Capacity management
Capacity management is a process used to manage information technology (IT). Its primary goal is to ensure that IT resources are right-sized to meet current and future business requirements in a cost-effective manner. One common interpretation of capacity management is described in the ITIL framework. ITIL version 3 views capacity management as comprising three sub-processes: business capacity management, service capacity management, and component capacity management (known as resource capacity management in ITIL version 2).
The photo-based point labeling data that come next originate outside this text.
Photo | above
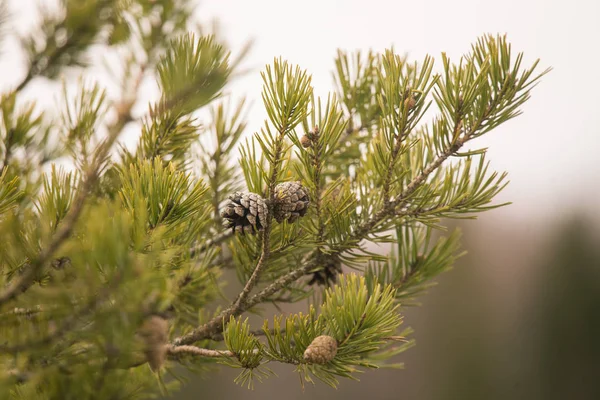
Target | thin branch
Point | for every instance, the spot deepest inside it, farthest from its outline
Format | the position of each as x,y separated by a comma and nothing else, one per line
68,324
216,241
177,351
As the usage of IT services change and functionality evolves, the amount of central processing units (CPUs), memory and storage to a physical or virtual server etc. also changes. If it is possible to understand the demands being made currently, and how they will change over time, this approach proposes that capacity planning for IT service growth becomes easier and less reactive. If there are spikes in, for example, processing power at a particular time of the day, it proposes analyzing what is happening at that time and make changes to maximize the existing IT infrastructure, for example, tune the application, or move a batch cycle to a quieter period. This foresight from proactive capacity planning identifies: any potential capacity related issues likely to arise and justifies any necessary investment decisions to the business and IT stakeholders i.e. the precise server requirements to accommodate a future growth in IT resource demand, a technology refresh or a data center consolidation.[1]
These activities are intended to optimize performance and efficiency, and to plan for and justify financial investments. Capacity management is concerned with:
- Monitoring the performance and throughput or load on a server, server farm, or property
- Performance analysis of measurement data, including analysis of the impact of new releases on capacity
- Performance tuning of activities to ensure the most efficient use of existing infrastructure
- Understanding the demands on the service and future plans for workload growth (or shrinkage)
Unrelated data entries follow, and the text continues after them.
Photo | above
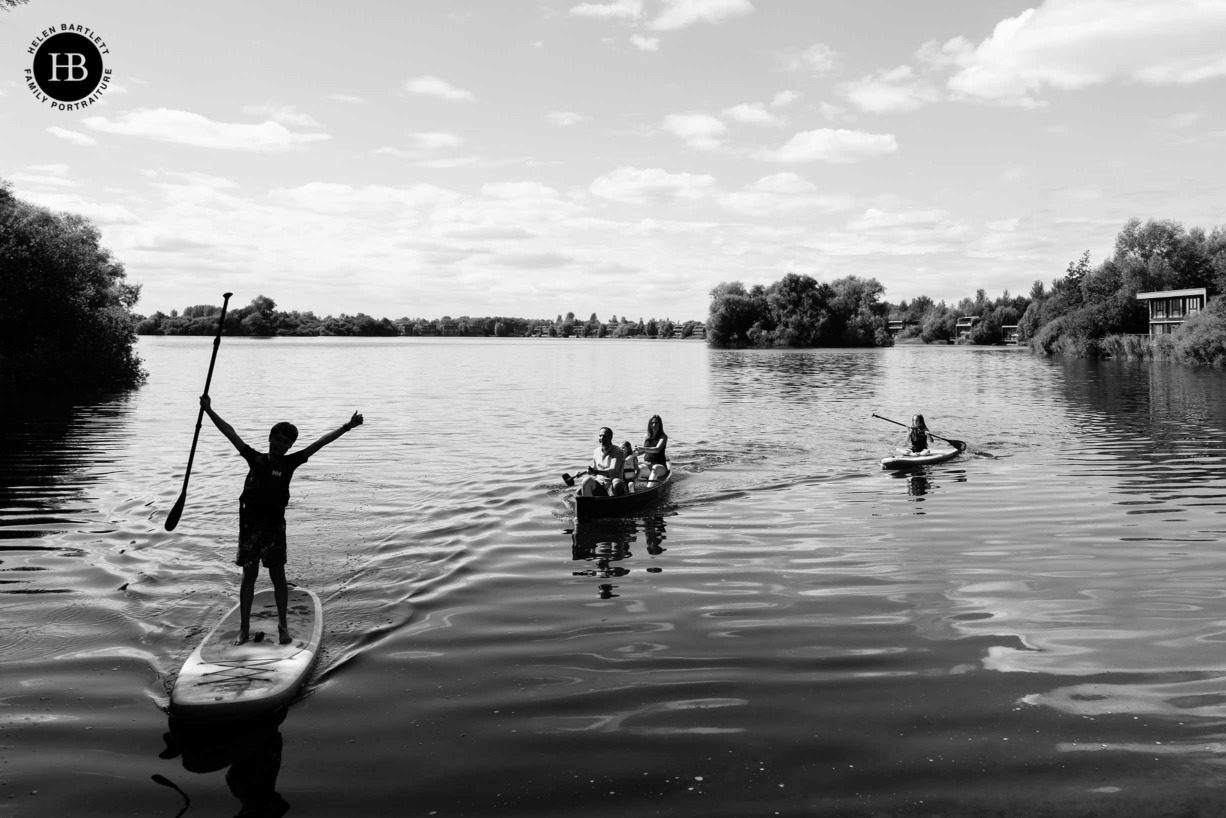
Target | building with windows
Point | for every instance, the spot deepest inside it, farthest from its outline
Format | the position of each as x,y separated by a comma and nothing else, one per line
898,325
1170,308
965,324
- Influences on demand for computing resources
- Capacity planning of storage, computer hardware, software and connection infrastructure resources required over some future period of time.[2]
Capacity management interacts with the discipline of Performance Engineering, both during the requirements and design activities of building a system, and when using performance monitoring as an input for managing capacity of deployed systems.
Factors affecting network performance
Not all networks are the same. As data is broken into component parts (often known frames, packets, or segments) for transmission, several factors can affect their delivery.
- Delay: It can take a long time for a packet to be delivered across intervening networks. In reliable protocols where a receiver acknowledges delivery of each chunk of data, it is possible to measure this as round-trip time.
- Packet loss: In some cases, intermediate devices in a network will lose packets. This may be due to errors, to overloading of the intermediate network, or to the intentional discarding of traffic in order to enforce a particular service level.
- Retransmission: When packets are lost in a reliable network, they are retransmitted. This incurs two delays: First, the delay from re-sending the data; and second, the delay resulting from waiting until the data is received in the correct order before forwarding it up the protocol stack.
- Throughput: The amount of traffic a network can carry is measured as throughput, usually in terms such as kilobits per second. Throughput is analogous to the number of lanes on a highway, whereas latency is analogous to its speed limit.
These factors, and others (such as the performance of the network signaling on the end nodes, compression, encryption, concurrency, and so on) all affect the effective performance of a network. In some cases, the network may not work at all; in others, it may be slow or unusable. And because applications run over these networks, application performance suffers. Various intelligent solutions are available to ensure that traffic over the network is effectively managed to optimize performance for all users. See Traffic Shaping
The performance management discipline
Network performance management consists of measuring, modeling, planning, and optimizing networks to ensure that they carry traffic with the speed, reliability, and capacity that is appropriate for the nature of the application and the cost constraints of the organization. Different applications warrant different blends of capacity, latency, and reliability. For example:
- Streaming video or voice can be unreliable (brief moments of static) but needs to have very low latency so that lags don't occur
- Bulk file transfer or e-mail must be reliable and have high capacity, but doesn't need to be instantaneous
- Instant messaging doesn't consume much bandwidth, but should be fast and reliable
Network performance management tasks and classes of tools
Network Performance management is a core component of the FCAPS ISO telecommunications framework (the 'P' stands for Performance in this acronym). It enables the network engineers to proactively prepare for degradations in their IT infrastructure and ultimately help the end-user experience.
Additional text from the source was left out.